If you’ve ever choked up at a restaurant when the sommelier asks if you’ve had a chance to look over the wine list, or developed an immediate vendetta against anyone who claims to be a “wine expert”, then fear and hate no more.

While your vino knowledge may be lacking, read up on these nine scenarios to save yourself from being pigeonholed as a wine philistine.

1. Don’t say you’ll just drink anything

Whether you’re at a bar, restaurant, or house party, if someone asks what wine you’re in the mood for, don’t say that it doesn’t matter and that you’ll drink anything. It’s good to have an opinion, because it shows confidence. If you’re really unsure, a good rule of thumb is to think of your preference for beer or coffee as similar to your preference in wine. Let’s say you’re a fan of hoppy lager beer; that means you might enjoy delicately fruity and floral wines, like a Beaujolais. If you take your coffee black, this says you might prefer wine that’s a bit earthy with bright acidity, like a Pinot Noir.
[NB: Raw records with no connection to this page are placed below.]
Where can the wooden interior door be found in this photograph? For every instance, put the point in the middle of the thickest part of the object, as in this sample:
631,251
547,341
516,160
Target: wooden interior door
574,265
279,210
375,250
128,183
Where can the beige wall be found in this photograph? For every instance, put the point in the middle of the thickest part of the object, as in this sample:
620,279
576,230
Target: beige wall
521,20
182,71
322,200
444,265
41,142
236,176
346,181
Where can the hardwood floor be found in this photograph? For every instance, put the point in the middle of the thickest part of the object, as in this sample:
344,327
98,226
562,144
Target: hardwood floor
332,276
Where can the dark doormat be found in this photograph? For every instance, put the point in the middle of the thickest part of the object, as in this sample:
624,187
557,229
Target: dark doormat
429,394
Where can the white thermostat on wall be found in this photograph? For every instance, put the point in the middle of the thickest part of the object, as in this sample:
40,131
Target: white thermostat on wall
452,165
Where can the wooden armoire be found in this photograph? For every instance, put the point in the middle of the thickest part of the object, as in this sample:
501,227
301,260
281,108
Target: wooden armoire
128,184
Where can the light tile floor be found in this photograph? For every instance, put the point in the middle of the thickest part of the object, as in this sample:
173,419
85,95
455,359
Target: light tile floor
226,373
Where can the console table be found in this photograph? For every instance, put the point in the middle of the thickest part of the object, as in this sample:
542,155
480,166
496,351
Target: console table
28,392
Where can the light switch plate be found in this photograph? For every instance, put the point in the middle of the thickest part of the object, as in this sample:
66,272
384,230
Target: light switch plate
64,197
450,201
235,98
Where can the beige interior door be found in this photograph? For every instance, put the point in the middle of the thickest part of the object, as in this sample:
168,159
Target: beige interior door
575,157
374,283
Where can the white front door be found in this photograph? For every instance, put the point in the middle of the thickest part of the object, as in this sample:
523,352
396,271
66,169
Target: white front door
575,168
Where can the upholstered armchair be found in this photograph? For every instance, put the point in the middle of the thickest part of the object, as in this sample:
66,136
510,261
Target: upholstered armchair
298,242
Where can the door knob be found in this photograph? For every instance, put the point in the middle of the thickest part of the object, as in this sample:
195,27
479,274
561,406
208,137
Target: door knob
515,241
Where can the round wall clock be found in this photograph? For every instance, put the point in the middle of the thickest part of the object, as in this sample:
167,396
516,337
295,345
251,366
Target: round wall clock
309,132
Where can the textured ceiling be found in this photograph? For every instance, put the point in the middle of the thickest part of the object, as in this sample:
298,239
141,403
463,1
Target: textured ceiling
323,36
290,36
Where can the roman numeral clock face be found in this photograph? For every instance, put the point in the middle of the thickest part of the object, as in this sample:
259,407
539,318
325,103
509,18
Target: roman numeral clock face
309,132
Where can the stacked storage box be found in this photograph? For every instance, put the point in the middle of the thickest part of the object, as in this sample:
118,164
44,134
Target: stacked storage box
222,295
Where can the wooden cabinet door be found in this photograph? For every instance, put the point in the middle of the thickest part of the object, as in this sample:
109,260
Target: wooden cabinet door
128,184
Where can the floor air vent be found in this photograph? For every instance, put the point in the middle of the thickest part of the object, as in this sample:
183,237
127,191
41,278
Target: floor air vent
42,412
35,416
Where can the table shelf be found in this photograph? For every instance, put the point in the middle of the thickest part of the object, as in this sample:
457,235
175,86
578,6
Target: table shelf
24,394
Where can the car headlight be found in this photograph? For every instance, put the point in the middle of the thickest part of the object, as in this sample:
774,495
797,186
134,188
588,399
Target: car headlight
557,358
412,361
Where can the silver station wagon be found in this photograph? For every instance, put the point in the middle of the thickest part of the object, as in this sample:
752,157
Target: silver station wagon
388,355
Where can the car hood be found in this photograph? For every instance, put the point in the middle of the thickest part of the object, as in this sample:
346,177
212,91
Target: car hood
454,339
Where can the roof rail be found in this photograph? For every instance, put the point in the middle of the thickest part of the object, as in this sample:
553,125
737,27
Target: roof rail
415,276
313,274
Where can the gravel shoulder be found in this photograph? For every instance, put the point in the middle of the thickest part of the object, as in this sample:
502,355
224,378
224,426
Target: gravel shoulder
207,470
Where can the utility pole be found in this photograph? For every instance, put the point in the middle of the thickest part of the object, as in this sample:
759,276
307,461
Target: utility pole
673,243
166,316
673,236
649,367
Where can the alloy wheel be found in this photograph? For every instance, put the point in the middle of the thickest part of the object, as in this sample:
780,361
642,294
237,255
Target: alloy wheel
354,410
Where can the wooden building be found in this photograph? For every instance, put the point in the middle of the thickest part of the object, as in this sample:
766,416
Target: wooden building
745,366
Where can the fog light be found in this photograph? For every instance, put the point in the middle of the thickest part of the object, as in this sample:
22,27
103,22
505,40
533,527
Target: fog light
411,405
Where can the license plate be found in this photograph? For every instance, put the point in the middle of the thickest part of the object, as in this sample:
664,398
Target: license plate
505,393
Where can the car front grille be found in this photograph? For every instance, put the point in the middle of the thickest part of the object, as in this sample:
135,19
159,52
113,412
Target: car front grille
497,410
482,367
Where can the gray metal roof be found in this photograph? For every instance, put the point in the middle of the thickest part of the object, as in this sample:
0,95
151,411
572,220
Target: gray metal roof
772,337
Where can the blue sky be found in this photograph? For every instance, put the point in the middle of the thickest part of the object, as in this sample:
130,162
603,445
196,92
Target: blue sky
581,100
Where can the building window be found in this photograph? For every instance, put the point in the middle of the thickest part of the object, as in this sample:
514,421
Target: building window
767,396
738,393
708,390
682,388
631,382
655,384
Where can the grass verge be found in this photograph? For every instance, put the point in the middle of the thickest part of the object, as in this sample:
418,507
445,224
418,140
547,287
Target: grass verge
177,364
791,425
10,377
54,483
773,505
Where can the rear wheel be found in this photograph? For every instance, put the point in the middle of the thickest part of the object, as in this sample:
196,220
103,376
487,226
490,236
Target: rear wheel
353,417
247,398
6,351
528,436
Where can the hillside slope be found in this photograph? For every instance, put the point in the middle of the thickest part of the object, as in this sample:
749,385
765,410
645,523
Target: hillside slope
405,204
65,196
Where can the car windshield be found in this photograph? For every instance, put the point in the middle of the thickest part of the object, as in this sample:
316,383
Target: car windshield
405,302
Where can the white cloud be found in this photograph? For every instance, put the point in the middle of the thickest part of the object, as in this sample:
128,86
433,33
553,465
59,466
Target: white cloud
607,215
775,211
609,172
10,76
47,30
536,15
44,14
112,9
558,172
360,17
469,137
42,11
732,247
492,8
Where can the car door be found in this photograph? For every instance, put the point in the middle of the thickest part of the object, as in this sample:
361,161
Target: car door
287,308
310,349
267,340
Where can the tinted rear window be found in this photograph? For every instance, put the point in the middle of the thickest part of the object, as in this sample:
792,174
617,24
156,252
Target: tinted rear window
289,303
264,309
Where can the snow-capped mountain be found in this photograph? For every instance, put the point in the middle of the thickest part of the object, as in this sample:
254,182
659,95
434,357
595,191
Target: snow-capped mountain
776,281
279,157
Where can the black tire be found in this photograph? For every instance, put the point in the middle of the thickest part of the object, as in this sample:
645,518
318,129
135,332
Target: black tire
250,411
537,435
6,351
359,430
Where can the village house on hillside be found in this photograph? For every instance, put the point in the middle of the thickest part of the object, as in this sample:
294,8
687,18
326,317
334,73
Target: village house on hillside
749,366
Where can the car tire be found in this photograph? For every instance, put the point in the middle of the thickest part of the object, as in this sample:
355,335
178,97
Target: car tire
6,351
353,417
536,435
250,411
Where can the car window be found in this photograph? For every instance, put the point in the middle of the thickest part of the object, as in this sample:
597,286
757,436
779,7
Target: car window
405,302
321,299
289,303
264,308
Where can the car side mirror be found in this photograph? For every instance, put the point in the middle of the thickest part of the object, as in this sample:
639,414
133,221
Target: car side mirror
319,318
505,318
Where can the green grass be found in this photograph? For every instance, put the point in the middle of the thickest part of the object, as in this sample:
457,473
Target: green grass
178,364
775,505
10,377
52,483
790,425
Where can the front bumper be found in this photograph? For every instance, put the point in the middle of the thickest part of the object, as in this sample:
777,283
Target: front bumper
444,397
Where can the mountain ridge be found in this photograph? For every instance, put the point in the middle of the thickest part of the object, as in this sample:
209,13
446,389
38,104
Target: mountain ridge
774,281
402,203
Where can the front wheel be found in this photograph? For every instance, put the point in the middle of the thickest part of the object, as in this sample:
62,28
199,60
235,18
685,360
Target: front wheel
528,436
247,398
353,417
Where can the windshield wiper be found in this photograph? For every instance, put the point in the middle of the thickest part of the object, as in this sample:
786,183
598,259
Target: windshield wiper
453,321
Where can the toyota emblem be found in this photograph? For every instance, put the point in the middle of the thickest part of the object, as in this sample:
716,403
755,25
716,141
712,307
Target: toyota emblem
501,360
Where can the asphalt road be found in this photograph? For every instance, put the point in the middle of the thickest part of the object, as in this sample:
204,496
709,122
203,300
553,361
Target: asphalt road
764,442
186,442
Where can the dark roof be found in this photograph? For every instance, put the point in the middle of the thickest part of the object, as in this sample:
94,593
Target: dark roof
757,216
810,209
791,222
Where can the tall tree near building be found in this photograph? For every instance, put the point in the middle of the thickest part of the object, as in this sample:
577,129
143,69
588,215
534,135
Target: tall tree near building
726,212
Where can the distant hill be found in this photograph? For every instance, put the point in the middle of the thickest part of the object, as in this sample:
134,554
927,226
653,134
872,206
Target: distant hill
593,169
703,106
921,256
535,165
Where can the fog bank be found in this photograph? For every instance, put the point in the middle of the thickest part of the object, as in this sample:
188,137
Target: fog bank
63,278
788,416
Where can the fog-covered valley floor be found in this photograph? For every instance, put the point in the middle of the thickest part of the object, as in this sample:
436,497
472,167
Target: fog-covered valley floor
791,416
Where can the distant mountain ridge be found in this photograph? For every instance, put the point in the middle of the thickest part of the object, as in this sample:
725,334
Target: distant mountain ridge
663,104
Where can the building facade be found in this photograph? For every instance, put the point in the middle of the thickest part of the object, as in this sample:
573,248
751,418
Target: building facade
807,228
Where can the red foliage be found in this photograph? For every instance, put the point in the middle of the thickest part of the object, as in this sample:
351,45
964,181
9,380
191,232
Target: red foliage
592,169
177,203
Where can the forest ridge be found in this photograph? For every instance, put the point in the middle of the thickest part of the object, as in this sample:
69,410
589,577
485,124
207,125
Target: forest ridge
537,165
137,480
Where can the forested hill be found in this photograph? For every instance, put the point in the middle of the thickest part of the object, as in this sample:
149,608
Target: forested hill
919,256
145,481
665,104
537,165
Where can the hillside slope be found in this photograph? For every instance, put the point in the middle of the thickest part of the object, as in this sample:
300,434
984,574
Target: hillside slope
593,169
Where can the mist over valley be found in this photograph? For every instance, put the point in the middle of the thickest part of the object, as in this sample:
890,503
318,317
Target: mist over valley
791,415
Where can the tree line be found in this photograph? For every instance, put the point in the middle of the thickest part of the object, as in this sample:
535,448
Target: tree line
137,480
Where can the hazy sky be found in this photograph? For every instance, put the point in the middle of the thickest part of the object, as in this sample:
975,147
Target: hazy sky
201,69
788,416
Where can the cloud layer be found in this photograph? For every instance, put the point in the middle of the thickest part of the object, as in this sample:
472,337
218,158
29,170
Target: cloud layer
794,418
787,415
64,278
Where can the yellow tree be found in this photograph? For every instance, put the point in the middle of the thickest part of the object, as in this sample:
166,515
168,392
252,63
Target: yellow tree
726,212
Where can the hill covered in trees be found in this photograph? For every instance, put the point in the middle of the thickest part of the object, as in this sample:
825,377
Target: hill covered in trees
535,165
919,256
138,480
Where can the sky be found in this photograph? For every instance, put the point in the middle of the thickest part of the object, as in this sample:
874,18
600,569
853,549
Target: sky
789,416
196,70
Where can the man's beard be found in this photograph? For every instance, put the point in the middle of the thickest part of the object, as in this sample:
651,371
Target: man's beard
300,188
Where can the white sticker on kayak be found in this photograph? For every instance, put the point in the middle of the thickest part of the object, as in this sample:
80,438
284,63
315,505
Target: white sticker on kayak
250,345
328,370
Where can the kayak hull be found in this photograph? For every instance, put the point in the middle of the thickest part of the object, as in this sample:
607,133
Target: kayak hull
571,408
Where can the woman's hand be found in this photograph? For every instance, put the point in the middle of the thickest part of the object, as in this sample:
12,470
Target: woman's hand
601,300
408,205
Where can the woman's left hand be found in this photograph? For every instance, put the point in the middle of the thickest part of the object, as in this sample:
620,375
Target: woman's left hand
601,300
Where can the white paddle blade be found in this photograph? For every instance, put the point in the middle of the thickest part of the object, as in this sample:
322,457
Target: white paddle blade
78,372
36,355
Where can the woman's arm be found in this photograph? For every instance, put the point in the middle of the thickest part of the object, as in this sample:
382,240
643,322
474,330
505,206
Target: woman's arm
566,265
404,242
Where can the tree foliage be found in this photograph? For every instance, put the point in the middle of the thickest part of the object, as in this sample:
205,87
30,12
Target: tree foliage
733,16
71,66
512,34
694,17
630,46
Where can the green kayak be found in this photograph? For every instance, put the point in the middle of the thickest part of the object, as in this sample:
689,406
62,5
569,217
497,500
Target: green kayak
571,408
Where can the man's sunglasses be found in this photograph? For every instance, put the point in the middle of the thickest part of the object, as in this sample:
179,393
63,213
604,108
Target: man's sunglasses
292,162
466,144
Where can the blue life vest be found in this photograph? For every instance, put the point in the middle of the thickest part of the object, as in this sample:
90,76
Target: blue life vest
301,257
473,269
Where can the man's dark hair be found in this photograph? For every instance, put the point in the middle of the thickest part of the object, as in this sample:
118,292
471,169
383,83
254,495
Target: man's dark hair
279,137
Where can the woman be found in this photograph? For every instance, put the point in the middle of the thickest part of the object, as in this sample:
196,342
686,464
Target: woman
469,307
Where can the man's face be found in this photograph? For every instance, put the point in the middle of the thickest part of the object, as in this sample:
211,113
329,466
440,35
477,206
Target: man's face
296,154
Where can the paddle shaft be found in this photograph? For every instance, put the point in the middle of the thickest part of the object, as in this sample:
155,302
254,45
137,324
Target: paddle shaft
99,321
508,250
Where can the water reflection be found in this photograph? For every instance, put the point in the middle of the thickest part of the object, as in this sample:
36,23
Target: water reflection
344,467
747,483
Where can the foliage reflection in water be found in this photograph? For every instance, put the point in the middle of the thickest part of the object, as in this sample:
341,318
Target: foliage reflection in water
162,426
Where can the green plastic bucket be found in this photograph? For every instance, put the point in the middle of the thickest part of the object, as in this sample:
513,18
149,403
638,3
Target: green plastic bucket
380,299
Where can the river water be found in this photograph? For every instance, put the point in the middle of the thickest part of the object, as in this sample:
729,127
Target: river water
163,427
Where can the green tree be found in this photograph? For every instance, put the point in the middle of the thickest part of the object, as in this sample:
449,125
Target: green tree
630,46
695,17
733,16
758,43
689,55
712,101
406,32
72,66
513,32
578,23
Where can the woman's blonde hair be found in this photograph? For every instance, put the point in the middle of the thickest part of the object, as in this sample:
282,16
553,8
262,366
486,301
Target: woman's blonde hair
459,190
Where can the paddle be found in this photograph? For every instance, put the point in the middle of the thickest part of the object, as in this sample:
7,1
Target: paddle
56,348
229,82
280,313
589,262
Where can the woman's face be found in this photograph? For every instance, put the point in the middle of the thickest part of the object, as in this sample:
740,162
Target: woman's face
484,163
Form your opinion by thinking through other beverages (foods, too!) that you gravitate toward and make a choice: “I’m feeling like red wine today.” Bam, red wine coming up.

2. Don’t guess on the grapes

Sometimes people who work in winery tasting rooms will try to stump visitors with a question like, “Can you guess what grape this is?” If you don’t know the color of a wine based on the name of the grape, don’t play this guessing game: 50/50 odds do not a Kentucky Derby winner make. The next time you’re asked, don’t embarrass yourself by confusing Pinot Noir (red wine) for Pinot Grigio (white wine). Rather, turn the tables and ask your own question: “Can you guess how much money I’m going to spend here?”